# had to put taz to sleep this afternoon



## Elizabethm

his eye was protruding quite a ways out and he was having seizures and had a bloody nose this afternoon so i called animal medical and was told to bring him in right away. my boyfriend took me in and the vet checked out his eye. this time i got Dr. Barry Dohner. he took taz in for an X-ray as i waited in the lobby with my boyfriend. apon the vets returnhe told me it was a malignant brain tumor which had started behind his right eye and was now extending onto the left side of his brain. there was no saving him... it was inoperable. we had him carefully sedated and he fell asleep for the last time in my lap. rest in peace and watch over the babies here on earth as im sure you contributed to their arrival (how else do the fawn bubs have ruby eyes). there is always a special place for you and a scar on my thumb from your snack bites lol


----------



## ema-leigh

I'm so sorry to hear about Taz, how old was he? :'( I'm glad he went peacefully.


----------



## Elizabethm

taz was 7 months old. i wish i had knows


----------



## Mom2Chewbacca_and_Jaqotay

I'm so sorry for your loss :'( R.I.P Taz


----------



## ema-leigh

He was lucky for the short time he had with you, he got to experience love, good food and consideration.
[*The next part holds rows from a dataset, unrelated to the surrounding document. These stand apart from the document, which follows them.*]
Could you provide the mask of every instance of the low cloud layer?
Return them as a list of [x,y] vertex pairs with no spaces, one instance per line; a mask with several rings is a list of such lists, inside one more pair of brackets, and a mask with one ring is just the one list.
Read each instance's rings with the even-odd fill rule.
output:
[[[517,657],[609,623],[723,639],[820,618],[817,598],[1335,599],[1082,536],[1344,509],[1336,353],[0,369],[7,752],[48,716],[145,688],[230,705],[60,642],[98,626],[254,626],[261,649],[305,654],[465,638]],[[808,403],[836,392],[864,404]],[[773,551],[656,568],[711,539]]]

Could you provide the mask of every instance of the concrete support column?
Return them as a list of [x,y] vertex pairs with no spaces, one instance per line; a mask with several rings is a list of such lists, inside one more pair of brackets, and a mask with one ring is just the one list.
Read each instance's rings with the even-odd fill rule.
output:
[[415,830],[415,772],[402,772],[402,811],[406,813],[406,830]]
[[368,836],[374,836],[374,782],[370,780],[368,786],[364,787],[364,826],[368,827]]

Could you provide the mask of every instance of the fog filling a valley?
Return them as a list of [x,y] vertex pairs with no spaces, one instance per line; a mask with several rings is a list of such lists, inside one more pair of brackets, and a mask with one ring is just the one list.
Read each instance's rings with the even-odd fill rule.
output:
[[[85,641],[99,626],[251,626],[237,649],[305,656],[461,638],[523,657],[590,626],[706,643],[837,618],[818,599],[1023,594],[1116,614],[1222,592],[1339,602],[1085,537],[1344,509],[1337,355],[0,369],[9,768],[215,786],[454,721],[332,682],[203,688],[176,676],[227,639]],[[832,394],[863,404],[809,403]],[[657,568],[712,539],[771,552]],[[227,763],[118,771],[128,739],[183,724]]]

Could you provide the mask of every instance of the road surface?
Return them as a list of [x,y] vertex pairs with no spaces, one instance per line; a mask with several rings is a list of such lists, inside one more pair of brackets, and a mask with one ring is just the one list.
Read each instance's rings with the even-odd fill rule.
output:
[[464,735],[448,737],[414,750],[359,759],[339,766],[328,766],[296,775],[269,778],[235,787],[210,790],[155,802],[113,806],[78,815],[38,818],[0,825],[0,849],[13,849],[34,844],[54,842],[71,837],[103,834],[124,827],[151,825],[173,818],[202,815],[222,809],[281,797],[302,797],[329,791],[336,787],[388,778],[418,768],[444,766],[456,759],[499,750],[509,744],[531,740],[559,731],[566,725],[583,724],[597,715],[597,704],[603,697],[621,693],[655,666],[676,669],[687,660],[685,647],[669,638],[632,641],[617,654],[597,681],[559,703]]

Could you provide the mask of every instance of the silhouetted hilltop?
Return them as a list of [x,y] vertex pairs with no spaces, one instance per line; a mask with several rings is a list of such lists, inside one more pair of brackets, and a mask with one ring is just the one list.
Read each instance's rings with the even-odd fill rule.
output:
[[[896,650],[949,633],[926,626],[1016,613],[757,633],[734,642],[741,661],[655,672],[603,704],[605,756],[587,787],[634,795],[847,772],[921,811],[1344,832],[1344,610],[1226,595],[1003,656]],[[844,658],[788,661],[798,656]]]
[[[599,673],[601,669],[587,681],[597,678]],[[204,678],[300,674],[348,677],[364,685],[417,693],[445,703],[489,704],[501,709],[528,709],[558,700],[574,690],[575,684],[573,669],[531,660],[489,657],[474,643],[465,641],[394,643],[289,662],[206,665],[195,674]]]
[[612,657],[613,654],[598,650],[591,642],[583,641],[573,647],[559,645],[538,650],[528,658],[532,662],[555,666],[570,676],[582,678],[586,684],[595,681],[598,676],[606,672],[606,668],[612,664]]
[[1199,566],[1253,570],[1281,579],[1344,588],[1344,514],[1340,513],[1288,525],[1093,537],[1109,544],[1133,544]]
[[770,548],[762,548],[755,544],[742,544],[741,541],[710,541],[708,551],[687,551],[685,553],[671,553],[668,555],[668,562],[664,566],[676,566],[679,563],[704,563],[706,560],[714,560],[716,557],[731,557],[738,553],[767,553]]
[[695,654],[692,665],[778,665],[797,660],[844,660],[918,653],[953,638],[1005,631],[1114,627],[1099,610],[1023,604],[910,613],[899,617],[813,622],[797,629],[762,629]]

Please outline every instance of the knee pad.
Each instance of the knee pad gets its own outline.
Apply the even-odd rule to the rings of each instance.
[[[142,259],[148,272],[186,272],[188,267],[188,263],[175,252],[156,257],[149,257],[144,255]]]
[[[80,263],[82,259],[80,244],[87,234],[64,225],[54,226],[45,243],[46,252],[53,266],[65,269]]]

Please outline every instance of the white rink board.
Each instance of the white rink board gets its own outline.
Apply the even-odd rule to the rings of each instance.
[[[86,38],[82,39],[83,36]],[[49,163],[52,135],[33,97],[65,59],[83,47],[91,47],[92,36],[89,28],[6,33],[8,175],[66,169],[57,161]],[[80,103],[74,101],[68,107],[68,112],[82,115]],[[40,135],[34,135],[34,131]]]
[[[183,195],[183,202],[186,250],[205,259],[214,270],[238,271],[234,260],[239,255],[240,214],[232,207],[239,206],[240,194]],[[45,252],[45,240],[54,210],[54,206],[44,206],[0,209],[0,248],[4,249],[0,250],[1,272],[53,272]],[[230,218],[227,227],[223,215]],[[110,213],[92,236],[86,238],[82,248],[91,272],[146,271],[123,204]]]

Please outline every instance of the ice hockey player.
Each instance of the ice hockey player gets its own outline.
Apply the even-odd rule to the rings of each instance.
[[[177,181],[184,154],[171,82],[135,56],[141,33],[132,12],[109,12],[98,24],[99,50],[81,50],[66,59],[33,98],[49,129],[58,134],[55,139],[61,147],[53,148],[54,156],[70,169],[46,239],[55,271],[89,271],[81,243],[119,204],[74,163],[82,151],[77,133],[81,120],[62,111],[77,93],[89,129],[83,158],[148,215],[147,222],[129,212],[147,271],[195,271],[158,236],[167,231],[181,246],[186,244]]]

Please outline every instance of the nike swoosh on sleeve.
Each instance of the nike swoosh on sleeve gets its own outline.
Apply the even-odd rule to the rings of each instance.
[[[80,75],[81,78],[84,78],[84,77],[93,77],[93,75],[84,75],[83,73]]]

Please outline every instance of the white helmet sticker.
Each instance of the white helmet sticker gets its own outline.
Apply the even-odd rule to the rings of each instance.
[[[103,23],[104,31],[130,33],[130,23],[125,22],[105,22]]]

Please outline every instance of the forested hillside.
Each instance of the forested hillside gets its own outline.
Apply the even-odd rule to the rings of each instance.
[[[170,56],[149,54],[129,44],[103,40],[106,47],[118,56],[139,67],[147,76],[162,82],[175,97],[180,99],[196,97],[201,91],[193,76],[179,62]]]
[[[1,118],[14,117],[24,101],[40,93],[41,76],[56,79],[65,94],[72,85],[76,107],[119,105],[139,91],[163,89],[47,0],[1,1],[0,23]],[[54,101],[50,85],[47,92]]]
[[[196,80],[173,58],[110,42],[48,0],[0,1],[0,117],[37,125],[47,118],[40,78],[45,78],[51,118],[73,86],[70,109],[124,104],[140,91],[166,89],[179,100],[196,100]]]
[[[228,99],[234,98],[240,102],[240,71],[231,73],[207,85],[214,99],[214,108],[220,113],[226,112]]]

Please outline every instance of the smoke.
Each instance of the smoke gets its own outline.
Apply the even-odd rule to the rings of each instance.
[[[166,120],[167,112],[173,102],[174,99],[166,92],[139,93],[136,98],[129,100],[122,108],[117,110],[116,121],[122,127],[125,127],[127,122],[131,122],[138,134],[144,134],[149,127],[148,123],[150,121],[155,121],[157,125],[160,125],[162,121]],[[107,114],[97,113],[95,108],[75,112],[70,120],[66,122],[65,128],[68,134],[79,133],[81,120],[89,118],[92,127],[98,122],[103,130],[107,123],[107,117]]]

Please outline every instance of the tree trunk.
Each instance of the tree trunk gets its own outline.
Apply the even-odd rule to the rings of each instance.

I hope hes playing hard at the bridge..... watch over your family Taz:'(

Even if you had of known, there is not much you can do for brain tumors.


----------



## Elizabethm

yeah but i would have been better prepared. ida spoiled him more than my other rats. extra treats love etc. i hope hes playing hard on that bridge too.


----------



## Spoonrat

Oh no  Sorry you lost such a young boy but there's nothing you could have done. I'm sure he loved his time with you and had more than enough love.

Run tree little Taz :'(


----------



## ratattaktak

im so sorry.. i can completely relate. Well i have had my Deogie for only a few months, I had just finished taming her and today I had to watch her pass. It was the hardest thing ever. i can't stop crying. i did everything i could. Im sorry that Taz had to be put to sleep at least he went without pain. Thats the best thing. I hope i never have to see what i did with my Deo. if you need anything i got you.


----------



## Elizabethm

im sorry you lost her. its always sad.


----------



## nat

I'm so sorry to hear of all your losses. I've only ever experienced one loss myself and it was hard, harder than it was for some of my human relatives to pass.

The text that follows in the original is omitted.